Meltdowns and other kinds of overloads didn’t make sense when I didn’t view myself through the lens of Autism. I didn’t understand my triggers, how to avoid them, soothe myself, or even what these overloads were.

Without this context, I became known as someone with a volatile temper who could be set off (like a bomb).

The pressures and stresses of the day would build, become too much, and then, eventually (when I could hold things together no more), I would erupt like a shaken soda bottle, hitting everyone around me.

As an adult, this explosive rage, fear, and anxiety became a significant source of shame, so I learned to conceal it, channeling all that anguish inward toward myself, shutting down, stifling, denying, and delaying my feelings.

Not knowing I was Autistic, I learned to act like I was okay even if I wasn’t (because of how little compassion others gave me whenever I was overwhelmed).

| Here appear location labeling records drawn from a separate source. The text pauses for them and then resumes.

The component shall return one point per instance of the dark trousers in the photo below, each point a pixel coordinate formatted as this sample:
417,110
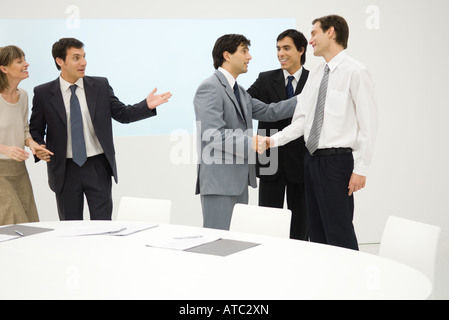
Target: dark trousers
272,194
330,209
94,181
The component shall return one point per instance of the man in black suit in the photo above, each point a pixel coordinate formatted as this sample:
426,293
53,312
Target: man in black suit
72,117
283,170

Other people felt I shouldn’t be overwhelmed, and I internalized their feelings about how I should feel.

I became a master of holding myself together, disassociating from my feelings, bottling them all up, ignoring them, or (when the feelings overcame me) running away to a private spot to vent my explosive emotions in private.

Lyric in full pink and purple drag makeup, before they came out Autistic or nonbinary.
Lyric in full pink and purple drag makeup, before they came out Autistic or nonbinary.

The Autistic Self Denied

Not understanding my brain for most of my life meant I was ashamed of my differences, especially my weaknesses.

For the past seven and a half years, I have been on a self-discovery journey, trying to unpack, evaluate, and release that shame.

I am on a mission to find my true self (who I was meant to be before I started becoming who society wanted me to be).

The denial of self is a massive part of my journey. It is as if I was lost and had to find and return to myself.

When I was diagnosed, I did not know myself. I only knew the projection I was trying to be.

Learning the truth about my brain was a key to a hidden door, opening the path to knowledge (and memories) I’d partitioned away. The self I thought I’d lost was still somewhere - buried but not dead. I just had to excavate them.